The recipe said to use one cake pan. I wondered about that. As I poured the batter into the pan and saw how full the pan was, I wondered again. I went ahead and followed the recipe, and not my instincts.
I should have followed my instincts.
Had my pan had taller sides, it probably would have been okay. Instead, it spilled out over the top of the pan and onto my oven. Nothing like the smell of burning cake wafting through the house late at night.
When I dumped it out of the pan, it started falling apart. I was upset, but decided to sleep on it and see in the morning if I could salvage it or if I should start all over.
I’m comfortable improvising in the kitchen, but not when it comes to baking. Baking is chemistry. And chemistry? Not my bag. I ended up getting exempted from chemistry lab in high school because of my ability to set things on fire and blow things up without being able to explain how I just did that. My love of profanities didn’t help the situation either. When you come close to setting your chemistry lab partner on fire, it’s best to not say “oh shit” and then burst into uncontrolled giggles apparently. (The same can be said for cutting your family’s hair. Whoops is also not a good word to use in these situations.)
My instinct told me to use two pans and I should have listened. From here on out, I will be better about listening to that voice. I even noted in the cookbook to use two pans next time. Chemistry and altering recipes might not be my thing, but I can tell when to use a different pan than called for. I have successfully made cupcakes from a cake recipe before, so I really should have known better.
I decided to try putting the cake together with filling and frosting. This was the first layer cake I’d attempted since the cake class I’d assisted with in February and I felt confident enough in the skills I’d picked up there to try it.
The recipe I was following was Chocolate Blackout Cake from Wayne Harley Brachman’s Retro Desserts cookbook. I love this cookbook. The lemon square recipe in this is my go-to. The cream filled chocolate cupcake recipe? One of my standards. So I trust this cookbook. I think I just forgot that pastry chefs tend to have better equipment than us home chefs and their cake pans are taller. It made a difference here.
I learned in my cake class a good way to keep the filling contained between your cake layers is to pipe a row of frosting around the edge. This cake was being frosted in a ganache frosting. I wasn’t sure how this would work as my edging, so after some brainstorming, I made a chocolate whipped cream and used that to keep the pudding filling in place. It also gave me a good chance to practice using my pastry bag. I still need practice.
Turns out the whipped cream came in handy.
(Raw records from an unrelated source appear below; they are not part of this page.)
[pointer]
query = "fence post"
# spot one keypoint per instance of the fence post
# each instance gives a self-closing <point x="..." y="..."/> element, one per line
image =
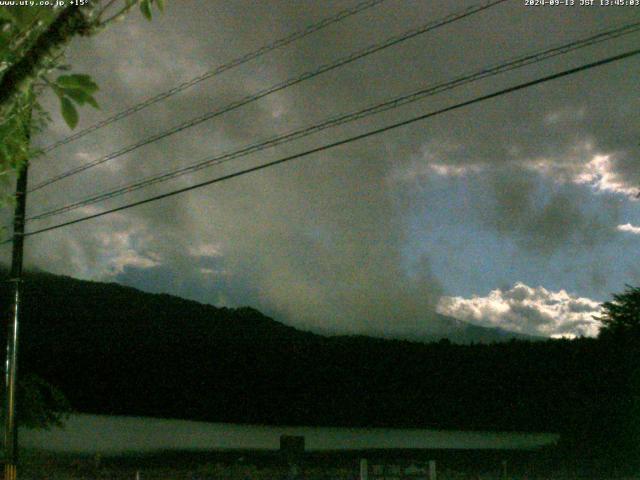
<point x="364" y="469"/>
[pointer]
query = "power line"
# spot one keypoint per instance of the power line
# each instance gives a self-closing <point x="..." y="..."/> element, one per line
<point x="518" y="62"/>
<point x="284" y="41"/>
<point x="275" y="88"/>
<point x="328" y="146"/>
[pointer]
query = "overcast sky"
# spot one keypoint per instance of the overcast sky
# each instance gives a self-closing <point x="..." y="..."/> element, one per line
<point x="516" y="212"/>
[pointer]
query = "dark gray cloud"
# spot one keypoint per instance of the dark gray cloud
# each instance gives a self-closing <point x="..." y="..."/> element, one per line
<point x="320" y="242"/>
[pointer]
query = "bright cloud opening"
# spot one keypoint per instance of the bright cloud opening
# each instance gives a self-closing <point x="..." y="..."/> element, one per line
<point x="528" y="310"/>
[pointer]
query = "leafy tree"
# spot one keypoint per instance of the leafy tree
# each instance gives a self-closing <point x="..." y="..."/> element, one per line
<point x="621" y="317"/>
<point x="32" y="43"/>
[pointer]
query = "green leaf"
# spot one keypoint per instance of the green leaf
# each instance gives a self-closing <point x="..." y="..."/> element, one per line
<point x="78" y="81"/>
<point x="145" y="8"/>
<point x="69" y="112"/>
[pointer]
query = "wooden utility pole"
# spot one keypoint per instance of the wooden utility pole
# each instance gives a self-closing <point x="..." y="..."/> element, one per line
<point x="11" y="373"/>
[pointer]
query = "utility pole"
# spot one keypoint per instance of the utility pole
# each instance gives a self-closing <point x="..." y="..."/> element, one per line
<point x="11" y="372"/>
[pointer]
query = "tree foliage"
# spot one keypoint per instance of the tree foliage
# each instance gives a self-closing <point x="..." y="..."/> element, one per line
<point x="32" y="43"/>
<point x="621" y="316"/>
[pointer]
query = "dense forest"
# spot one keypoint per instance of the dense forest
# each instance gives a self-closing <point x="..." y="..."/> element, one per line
<point x="116" y="350"/>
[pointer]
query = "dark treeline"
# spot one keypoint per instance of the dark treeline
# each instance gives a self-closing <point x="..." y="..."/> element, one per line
<point x="116" y="350"/>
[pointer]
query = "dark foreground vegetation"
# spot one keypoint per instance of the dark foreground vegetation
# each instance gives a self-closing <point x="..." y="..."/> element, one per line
<point x="116" y="350"/>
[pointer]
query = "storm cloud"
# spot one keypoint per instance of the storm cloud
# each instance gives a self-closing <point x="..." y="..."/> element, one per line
<point x="322" y="242"/>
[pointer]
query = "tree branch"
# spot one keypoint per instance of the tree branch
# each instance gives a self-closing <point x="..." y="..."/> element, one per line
<point x="72" y="21"/>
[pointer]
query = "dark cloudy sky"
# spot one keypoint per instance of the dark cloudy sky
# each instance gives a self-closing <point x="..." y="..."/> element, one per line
<point x="516" y="212"/>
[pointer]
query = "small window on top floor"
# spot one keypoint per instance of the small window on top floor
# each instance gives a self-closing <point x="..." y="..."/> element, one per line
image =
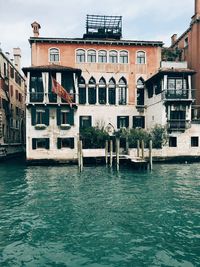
<point x="172" y="141"/>
<point x="80" y="56"/>
<point x="123" y="57"/>
<point x="141" y="57"/>
<point x="102" y="56"/>
<point x="186" y="42"/>
<point x="54" y="55"/>
<point x="91" y="56"/>
<point x="113" y="57"/>
<point x="194" y="141"/>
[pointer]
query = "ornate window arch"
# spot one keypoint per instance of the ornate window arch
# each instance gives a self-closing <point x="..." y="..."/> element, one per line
<point x="112" y="91"/>
<point x="123" y="57"/>
<point x="122" y="91"/>
<point x="82" y="90"/>
<point x="102" y="56"/>
<point x="102" y="91"/>
<point x="141" y="57"/>
<point x="80" y="55"/>
<point x="113" y="56"/>
<point x="140" y="92"/>
<point x="92" y="91"/>
<point x="54" y="55"/>
<point x="91" y="56"/>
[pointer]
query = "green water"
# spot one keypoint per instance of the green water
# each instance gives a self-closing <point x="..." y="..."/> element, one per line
<point x="55" y="216"/>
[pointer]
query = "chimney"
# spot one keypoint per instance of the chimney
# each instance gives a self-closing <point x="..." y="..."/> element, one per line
<point x="17" y="58"/>
<point x="36" y="26"/>
<point x="173" y="39"/>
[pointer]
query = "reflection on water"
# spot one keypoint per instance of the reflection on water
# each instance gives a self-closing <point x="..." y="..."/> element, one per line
<point x="55" y="216"/>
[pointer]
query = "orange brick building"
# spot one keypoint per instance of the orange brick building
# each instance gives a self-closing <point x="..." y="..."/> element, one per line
<point x="110" y="90"/>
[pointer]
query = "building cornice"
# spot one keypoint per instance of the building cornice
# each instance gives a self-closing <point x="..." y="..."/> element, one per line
<point x="94" y="41"/>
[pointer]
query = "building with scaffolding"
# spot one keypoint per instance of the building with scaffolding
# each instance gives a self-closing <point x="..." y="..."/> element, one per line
<point x="12" y="107"/>
<point x="107" y="79"/>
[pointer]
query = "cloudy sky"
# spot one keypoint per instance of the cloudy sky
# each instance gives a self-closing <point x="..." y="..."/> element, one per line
<point x="142" y="19"/>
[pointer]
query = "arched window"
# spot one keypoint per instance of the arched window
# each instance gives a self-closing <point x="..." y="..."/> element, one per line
<point x="82" y="91"/>
<point x="91" y="56"/>
<point x="141" y="57"/>
<point x="122" y="91"/>
<point x="140" y="92"/>
<point x="80" y="56"/>
<point x="112" y="92"/>
<point x="102" y="91"/>
<point x="102" y="56"/>
<point x="113" y="56"/>
<point x="92" y="91"/>
<point x="123" y="57"/>
<point x="54" y="55"/>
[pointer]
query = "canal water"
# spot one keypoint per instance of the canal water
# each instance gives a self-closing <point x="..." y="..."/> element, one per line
<point x="55" y="216"/>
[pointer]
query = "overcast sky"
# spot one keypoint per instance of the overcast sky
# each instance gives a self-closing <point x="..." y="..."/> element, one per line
<point x="142" y="19"/>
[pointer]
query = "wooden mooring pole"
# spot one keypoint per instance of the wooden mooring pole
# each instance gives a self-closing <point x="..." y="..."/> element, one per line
<point x="117" y="153"/>
<point x="142" y="145"/>
<point x="80" y="155"/>
<point x="106" y="152"/>
<point x="138" y="148"/>
<point x="150" y="156"/>
<point x="111" y="152"/>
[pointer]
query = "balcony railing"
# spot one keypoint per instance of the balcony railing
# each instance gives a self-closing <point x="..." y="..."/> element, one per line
<point x="181" y="94"/>
<point x="46" y="98"/>
<point x="178" y="124"/>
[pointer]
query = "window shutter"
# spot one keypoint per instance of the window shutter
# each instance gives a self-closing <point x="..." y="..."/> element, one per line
<point x="118" y="122"/>
<point x="58" y="116"/>
<point x="90" y="121"/>
<point x="59" y="143"/>
<point x="46" y="117"/>
<point x="72" y="143"/>
<point x="127" y="122"/>
<point x="47" y="143"/>
<point x="33" y="116"/>
<point x="34" y="142"/>
<point x="71" y="116"/>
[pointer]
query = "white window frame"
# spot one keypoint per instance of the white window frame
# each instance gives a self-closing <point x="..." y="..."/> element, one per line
<point x="122" y="51"/>
<point x="145" y="57"/>
<point x="49" y="52"/>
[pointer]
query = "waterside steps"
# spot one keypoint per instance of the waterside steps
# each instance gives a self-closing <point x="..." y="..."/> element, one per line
<point x="111" y="158"/>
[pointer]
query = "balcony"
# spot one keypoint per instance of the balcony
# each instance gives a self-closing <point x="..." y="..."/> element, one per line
<point x="178" y="125"/>
<point x="178" y="95"/>
<point x="47" y="98"/>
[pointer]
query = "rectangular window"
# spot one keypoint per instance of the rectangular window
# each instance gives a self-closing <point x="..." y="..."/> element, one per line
<point x="92" y="96"/>
<point x="111" y="96"/>
<point x="64" y="117"/>
<point x="82" y="95"/>
<point x="122" y="122"/>
<point x="122" y="95"/>
<point x="16" y="94"/>
<point x="172" y="141"/>
<point x="12" y="72"/>
<point x="194" y="141"/>
<point x="42" y="143"/>
<point x="65" y="142"/>
<point x="36" y="87"/>
<point x="139" y="122"/>
<point x="39" y="116"/>
<point x="85" y="121"/>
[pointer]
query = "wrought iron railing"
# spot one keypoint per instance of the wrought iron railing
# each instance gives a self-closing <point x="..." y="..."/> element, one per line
<point x="178" y="94"/>
<point x="40" y="97"/>
<point x="178" y="124"/>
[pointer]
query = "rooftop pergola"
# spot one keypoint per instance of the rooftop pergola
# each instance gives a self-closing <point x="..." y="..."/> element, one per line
<point x="98" y="26"/>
After I got the cake together and frosted, it was most definitely what you would call ‘wonky’. One side had a huge divot where the cake had fallen apart and I wasn’t able to patch it with frosting. Buttercream is much more forgiving than ganache when you have a cake that has structural issues. The recipe called for toasting cake crumbs and using them to coat the cake. I have tried toasting the cake crumbs in making this cake before and didn’t care for it. I just let the cake crumbs sit out over night and after a skim coat of whipped cream, I coated it in crumbs.
The birthday boy’s request was for ‘chocolate, chocolate, chocolate and maybe some fruit’. With that in mind, I cut some strawberries in half and used the very last of the chocolate whipped cream to ‘glue’ them to the sides of the cake. A little time in the refrigerator to firm everything up and voila, chocolate chocolate chocolate cake with some fruit.
The finished product was tasty. I doubled the ganache frosting and used a full batch of the pudding. Next time I might try a double batch of pudding, as I like a nice thick filling between my cake layers. (The recipe in the cookbook calls for 1/2 batch. Definitely not enough.) Despite the structural issues, the cake itself was just right – not too dry, not too moist. It could have used more pudding as filling but everyone seemed to like it just fine the way it was. Thankfully, thirteen year old boys are much easier to please than forty-something amateur pastry chefs. Although I do get a kick out of hearing them talk about how I’m going to make the next birthday boy an even better cake than this one. That’s my kind of trash talk.